Twelve of California’s 58 counties ban medical marijuana dispensaries outright, an increase of 10 in the last two years. Eleven have established regulations and eight have temporary moratoriums, according to the Coalition for a Drug Free California. Among cities, 42 have regulations, 90 have temporary moratoriums and 214 have bans, according to the coalition.
A separate survey by the safe access group found 12 counties with bans, 15 with temporary moratoriums and nine with regulations. In addition, 42 cities had regulations, 103 had moratoriums and 143 had bans. Both lists were updated last month.
Since May, the City Attorney’s Office has sent more than 40 letters to dispensary operators and property owners in cases referred by the Neighborhood Code Compliance Division. There also have been raids, arrests and ample frustration.
Councilwoman Lorie Zapf said the proposed regulations have serious flaws. She and others have called for a 1,000-foot buffer around universities and colleges amid worries that her district would become the “pot district.”

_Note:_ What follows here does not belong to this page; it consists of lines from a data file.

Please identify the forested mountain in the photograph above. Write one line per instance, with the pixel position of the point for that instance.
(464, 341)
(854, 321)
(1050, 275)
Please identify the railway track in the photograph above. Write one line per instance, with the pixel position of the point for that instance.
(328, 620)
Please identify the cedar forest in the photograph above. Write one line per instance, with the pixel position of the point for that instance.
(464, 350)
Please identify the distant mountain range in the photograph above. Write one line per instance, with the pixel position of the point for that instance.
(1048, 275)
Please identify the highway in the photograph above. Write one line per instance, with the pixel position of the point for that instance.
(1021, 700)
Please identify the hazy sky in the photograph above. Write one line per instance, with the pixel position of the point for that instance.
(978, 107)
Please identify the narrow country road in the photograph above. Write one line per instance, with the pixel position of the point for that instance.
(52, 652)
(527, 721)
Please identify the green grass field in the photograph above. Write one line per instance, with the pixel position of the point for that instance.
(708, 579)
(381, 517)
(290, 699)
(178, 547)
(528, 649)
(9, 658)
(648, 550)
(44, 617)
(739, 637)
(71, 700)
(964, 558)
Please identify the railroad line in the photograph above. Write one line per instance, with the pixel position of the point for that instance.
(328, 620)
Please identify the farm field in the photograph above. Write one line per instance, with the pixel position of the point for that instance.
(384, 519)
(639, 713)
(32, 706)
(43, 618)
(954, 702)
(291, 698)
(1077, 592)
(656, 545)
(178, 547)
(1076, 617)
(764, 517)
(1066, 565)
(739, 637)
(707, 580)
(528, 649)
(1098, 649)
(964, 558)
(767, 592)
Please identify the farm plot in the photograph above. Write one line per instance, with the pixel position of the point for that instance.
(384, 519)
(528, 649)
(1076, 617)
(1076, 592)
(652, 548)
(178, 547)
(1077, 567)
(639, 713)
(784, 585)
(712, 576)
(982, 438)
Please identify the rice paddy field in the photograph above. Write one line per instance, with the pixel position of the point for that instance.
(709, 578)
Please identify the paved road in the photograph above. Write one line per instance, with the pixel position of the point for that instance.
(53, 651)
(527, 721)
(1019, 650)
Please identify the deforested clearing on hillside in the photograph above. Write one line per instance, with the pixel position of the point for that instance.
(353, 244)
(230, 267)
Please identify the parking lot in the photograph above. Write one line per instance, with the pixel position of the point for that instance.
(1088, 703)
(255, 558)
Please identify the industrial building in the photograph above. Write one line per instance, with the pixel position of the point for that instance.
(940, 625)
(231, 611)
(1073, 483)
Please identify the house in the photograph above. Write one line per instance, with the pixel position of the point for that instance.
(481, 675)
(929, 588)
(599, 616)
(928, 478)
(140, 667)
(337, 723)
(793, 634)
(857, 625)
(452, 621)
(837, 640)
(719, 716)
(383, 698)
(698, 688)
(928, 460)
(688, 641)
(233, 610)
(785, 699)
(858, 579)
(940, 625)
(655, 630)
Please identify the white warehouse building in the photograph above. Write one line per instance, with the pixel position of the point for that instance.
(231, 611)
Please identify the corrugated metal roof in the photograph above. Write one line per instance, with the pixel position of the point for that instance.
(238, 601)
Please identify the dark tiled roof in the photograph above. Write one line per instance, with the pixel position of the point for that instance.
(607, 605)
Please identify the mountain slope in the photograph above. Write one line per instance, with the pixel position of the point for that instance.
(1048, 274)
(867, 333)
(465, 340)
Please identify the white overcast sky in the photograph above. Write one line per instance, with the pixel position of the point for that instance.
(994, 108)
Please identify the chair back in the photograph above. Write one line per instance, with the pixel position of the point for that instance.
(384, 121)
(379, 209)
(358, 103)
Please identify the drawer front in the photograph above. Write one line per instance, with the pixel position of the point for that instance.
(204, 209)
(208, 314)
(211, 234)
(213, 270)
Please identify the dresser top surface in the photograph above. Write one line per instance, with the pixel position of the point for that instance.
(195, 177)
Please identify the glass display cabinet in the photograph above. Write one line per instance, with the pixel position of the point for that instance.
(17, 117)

There’s no doubt that marijuana shops are commercial enterprises as evidenced by the copious amount of advertising, discount coupons and special prices, said Scott Chipman, chairman of San Diegans for Safe Neighborhoods. He believes the proliferation of storefronts is increasing recreational drug use and youth access to marijuana.
“What’s the enforcement mechanism?” he said. “Because code compliance has been borderline useless.”
Safe Neighborhoods member Marcie Beckett is among those pushing for an all-out ban on pot shops.
“It’s the only thing to end this backdoor legalization — something voters turned down in November,” said Beckett, the mother of 14- and 16-year-old boys. “And it’s the only real way to keep it out of the hands of young, healthy people.”
The meeting is 2 p.m. Monday on the 12th floor of San Diego City Hall, 202 C St.